Unroll setfield!

I often use the pattern:

ntuple(Val(N)) do i
    @inline
    # ...
end

The @inline is important since otherwise you gain little. The only other thing to be careful is to avoid closure-capture.

3 Likes

This alternative @generated function is (IMO) simpler, doesn’t require Val, and is x2 faster on my machine

@generated function setup_data_gen2!(data, field_names, field_values, field_types::NTuple{N}) where N
    quote
        @inline
        Base.@nexprs $N i-> setfield!(data, field_names[i], convert(field_types[i], field_values[i]))
    end
end
julia> @btime setup_data_gen2!($(Data32()), $field_names, $field_values, $field_types)       
  1.700 ns (0 allocations: 0 bytes)
1 Like

Mhm, probably I was just accidentally causing a closure capture then when I was having a bad experience with ntuple(f, ::Val). I had assumed the compiler was having some problem with the Tuple being created being too long, but it wasn’t even very long, so this sounds like a more likely explanation.

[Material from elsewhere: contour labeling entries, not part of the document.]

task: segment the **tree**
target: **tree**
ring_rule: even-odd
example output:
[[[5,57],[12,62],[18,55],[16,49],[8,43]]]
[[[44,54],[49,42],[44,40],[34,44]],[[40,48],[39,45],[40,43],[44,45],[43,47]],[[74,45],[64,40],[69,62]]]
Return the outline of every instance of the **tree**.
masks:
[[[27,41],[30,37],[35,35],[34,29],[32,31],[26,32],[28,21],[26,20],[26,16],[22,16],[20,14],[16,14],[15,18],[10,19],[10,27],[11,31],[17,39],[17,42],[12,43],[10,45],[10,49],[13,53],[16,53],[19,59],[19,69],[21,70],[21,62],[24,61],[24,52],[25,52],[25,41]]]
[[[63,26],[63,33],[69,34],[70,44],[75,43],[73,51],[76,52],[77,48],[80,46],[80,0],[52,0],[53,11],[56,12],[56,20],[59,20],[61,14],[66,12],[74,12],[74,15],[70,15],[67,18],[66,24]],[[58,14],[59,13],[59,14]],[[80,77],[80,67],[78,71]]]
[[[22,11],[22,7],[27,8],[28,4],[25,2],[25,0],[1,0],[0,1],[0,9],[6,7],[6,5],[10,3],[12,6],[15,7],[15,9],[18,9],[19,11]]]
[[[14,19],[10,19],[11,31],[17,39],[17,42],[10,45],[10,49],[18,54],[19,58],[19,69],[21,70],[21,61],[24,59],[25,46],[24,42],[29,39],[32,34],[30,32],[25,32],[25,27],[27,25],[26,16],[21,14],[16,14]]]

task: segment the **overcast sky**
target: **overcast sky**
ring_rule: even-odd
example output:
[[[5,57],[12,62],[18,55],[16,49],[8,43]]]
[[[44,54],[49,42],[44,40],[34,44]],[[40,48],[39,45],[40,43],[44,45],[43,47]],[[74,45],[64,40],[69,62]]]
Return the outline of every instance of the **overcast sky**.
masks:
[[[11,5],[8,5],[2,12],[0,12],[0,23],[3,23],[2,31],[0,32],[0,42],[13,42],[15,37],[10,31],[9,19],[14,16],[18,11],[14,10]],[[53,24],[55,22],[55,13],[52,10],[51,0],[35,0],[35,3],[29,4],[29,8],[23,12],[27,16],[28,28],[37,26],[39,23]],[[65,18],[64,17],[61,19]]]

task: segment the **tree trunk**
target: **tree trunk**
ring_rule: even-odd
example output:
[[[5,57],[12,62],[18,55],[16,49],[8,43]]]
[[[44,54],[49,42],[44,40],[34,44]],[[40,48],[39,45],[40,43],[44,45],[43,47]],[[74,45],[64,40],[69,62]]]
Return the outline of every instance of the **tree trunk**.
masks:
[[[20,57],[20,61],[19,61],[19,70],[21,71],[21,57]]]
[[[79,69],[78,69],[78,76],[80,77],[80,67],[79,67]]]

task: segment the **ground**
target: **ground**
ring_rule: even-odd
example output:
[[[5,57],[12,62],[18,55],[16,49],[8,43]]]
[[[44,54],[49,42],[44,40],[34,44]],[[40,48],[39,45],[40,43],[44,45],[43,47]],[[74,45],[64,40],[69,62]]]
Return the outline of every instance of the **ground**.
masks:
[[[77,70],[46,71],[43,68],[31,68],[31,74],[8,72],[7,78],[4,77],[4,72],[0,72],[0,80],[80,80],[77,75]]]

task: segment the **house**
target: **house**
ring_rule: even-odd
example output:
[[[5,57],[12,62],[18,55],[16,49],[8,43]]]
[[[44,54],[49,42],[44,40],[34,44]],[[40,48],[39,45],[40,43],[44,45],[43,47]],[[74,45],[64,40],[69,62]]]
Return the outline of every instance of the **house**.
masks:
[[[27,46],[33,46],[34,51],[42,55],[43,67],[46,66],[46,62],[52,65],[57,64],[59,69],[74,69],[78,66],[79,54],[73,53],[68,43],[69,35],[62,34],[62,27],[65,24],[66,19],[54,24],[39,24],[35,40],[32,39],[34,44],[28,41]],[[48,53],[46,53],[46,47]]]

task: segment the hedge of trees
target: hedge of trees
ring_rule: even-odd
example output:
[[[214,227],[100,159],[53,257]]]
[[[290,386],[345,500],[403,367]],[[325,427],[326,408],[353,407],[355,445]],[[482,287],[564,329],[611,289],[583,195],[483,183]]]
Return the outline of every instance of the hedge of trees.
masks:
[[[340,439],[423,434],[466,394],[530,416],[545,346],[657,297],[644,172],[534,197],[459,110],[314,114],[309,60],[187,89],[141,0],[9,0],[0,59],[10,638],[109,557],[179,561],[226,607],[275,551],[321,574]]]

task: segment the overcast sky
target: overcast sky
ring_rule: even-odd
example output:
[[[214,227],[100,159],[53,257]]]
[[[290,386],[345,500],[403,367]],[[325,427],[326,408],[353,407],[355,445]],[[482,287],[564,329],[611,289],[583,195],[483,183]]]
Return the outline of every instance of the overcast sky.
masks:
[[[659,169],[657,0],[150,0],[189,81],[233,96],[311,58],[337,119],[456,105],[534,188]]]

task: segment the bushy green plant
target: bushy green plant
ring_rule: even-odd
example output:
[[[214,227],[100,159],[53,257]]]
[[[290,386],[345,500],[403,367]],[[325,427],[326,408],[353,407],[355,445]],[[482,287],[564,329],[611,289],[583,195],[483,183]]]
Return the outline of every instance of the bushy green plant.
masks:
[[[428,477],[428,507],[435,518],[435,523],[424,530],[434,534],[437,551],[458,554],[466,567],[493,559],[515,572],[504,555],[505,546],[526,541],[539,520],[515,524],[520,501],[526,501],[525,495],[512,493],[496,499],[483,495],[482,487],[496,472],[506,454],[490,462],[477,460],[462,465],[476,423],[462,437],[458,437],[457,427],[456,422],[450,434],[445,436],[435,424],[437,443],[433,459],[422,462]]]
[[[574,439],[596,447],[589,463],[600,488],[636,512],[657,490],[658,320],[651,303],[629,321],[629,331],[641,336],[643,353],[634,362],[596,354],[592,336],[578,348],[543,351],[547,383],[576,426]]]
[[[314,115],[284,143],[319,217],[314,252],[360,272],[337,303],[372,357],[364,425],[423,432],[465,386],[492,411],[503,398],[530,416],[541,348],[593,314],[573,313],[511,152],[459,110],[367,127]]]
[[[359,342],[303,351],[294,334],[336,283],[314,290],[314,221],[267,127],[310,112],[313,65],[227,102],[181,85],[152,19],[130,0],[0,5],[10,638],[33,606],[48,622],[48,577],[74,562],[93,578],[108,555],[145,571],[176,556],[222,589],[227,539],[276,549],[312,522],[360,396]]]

Nice. I got the same performance, though.

Edit: and I did need the Val trick to make it type stable.

You are right, had some mixed stuff in my interactive session. It does indeed allocate without the Val trick.

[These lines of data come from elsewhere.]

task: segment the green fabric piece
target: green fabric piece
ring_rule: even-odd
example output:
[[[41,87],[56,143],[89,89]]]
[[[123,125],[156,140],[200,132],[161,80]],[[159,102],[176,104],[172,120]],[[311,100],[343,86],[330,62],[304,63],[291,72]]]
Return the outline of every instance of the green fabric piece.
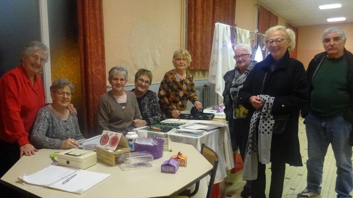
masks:
[[[168,131],[161,131],[161,130],[159,130],[150,129],[150,127],[157,127],[157,128],[159,128],[160,129],[161,129],[161,128],[163,128],[163,127],[170,127],[171,128],[172,128],[172,129],[173,129],[175,128],[176,127],[175,126],[169,126],[169,125],[166,125],[165,124],[161,124],[159,123],[159,124],[153,124],[153,125],[151,125],[150,126],[148,126],[148,127],[145,127],[145,128],[143,128],[141,129],[140,130],[141,130],[141,129],[144,129],[144,130],[148,130],[148,131],[153,131],[154,132],[161,132],[161,133],[167,133],[168,132],[169,132],[170,131],[170,130],[169,130]],[[172,130],[172,129],[170,129],[170,130]]]
[[[345,56],[325,58],[312,82],[310,108],[323,119],[336,117],[349,106],[347,88],[348,62]]]

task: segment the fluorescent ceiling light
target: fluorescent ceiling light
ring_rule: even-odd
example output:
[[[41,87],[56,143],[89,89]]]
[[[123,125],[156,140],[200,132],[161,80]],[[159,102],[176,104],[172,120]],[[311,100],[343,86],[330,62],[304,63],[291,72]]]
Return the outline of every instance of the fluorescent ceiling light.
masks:
[[[346,17],[337,17],[337,18],[330,18],[329,19],[327,19],[327,21],[329,22],[345,20],[346,20]]]
[[[319,8],[320,8],[320,9],[325,9],[340,8],[341,7],[342,7],[342,6],[341,5],[341,4],[330,4],[329,5],[320,6],[319,6]]]

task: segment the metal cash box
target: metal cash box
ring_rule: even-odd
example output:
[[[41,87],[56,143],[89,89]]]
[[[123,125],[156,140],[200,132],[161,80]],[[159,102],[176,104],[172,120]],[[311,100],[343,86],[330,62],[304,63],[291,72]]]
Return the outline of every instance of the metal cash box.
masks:
[[[58,165],[85,169],[97,164],[97,154],[90,151],[72,148],[58,154]]]

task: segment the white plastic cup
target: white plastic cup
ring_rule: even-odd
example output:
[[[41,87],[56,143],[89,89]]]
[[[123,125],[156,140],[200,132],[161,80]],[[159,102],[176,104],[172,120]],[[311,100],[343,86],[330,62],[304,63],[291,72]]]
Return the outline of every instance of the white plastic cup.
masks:
[[[147,137],[147,130],[144,129],[140,129],[137,131],[137,135],[139,137],[142,138]]]

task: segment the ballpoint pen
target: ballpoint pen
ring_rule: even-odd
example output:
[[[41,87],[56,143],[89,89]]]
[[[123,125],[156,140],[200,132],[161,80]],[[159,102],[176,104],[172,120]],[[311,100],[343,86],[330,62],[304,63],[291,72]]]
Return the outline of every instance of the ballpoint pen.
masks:
[[[62,184],[66,184],[66,183],[68,182],[69,181],[70,181],[70,180],[71,180],[71,179],[72,179],[73,178],[75,177],[75,176],[76,176],[76,175],[77,175],[77,174],[75,174],[73,175],[70,177],[68,178],[67,179],[66,179],[65,181],[63,181],[62,182]]]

You still gain even without inlining if the i is constpropped, no? (EDIT: Unless you’re capturing a typevar, as discussed.) Which it’s likely to be, given that it’s a literal in the unrolled code.

Unfortunately I noticed an inference regression in 1.11.1 with the current solutions proposed.

These are the functions (recursive or generated as options):

function _fast_setfield!(atom::AtomType, field_values::FIELDS, inds_and_names::TUPTUP) where {AtomType, FIELDS, TUPTUP} 
    setfield_recursive!(atom, field_values, inds_and_names)
# Alternative with generated function:
#    N = length(inds_and_names)
#    setfield_generated!(atom, field_values, inds_and_names, Val(N))
end

import PDBTools: _parse
# Alternate values for fields that might be empty
_alt(::Type{S}) where {S<:AbstractString} = S("X")
_alt(::Type{T}) where {T} = zero(T)
# Unwrap Val-wrapped values
unwrap(::Val{T}) where {T} = T
function setfield_recursive!(atom::AtomType, field_values::FIELDS, inds_and_names::TUPTUP) where {AtomType, FIELDS, TUPTUP}
    isempty(inds_and_names) && return atom
    i, valfield = first(inds_and_names)
    field = unwrap(valfield)
    T = typeof(getfield(atom, field))
    setfield!(atom, field, _parse(T, field_values[i]; alt=_alt(T)))
    setfield_recursive!(atom, field_values, Base.tail(inds_and_names))
end

# Alternative implementation using generated functions (same peformance as far as tested)
# https://discourse.julialang.org/t/unroll-setfield/122545/22?u=lmiq
@generated function setfield_generated!(atom, field_values::FIELDS, inds_and_names::TUPTUP, ::Val{N}) where {FIELDS,TUPTUP,N}
    quote
        @inline
        Base.@nexprs $N i -> begin
            ifield, valfield = inds_and_names[i]
            field = unwrap(valfield)
            T = typeof(getfield(atom, field))
            setfield!(atom, field, _parse(T, field_values[ifield]; alt=_alt(T)))
        end
    end
end

And this is how to run the tests:

    # All this to generate the data to run the above functions.
    import Pkg; Pkg.add(url="https://github.com/m3g/PDBTools", rev="mmCIF")
    using PDBTools: Atom, _fast_setfield!
    record = "ATOM   1    N  N   . VAL A 1 1   ? 6.204   16.869  4.854   1.00 49.05 ? 1   VAL A N   1"
    inds_and_names = ((2, Val{:index_pdb}()), (4, Val{:name}()), (6, Val{:resname}()), (7, Val{:chain}()), (9, Val{:resnum}()), (11, Val{:x}()), (12, Val{:y}()), (13, Val{:z}()), (14, Val{:occup}()), (15, Val{:beta}()), (16, Val{:charge}()), (17, Val{:resnum}()), (18, Val{:resname}()), (19, Val{:chain}()), (20, Val{:name}()), (21, Val{:model}()))
    atom = Atom()
    NCOLS = 21
    field_values = NTuple{NCOLS}(eachsplit(record))
    # Finally, what matters:
    @btime _fast_setfield!($atom, $field_values, $inds_and_names)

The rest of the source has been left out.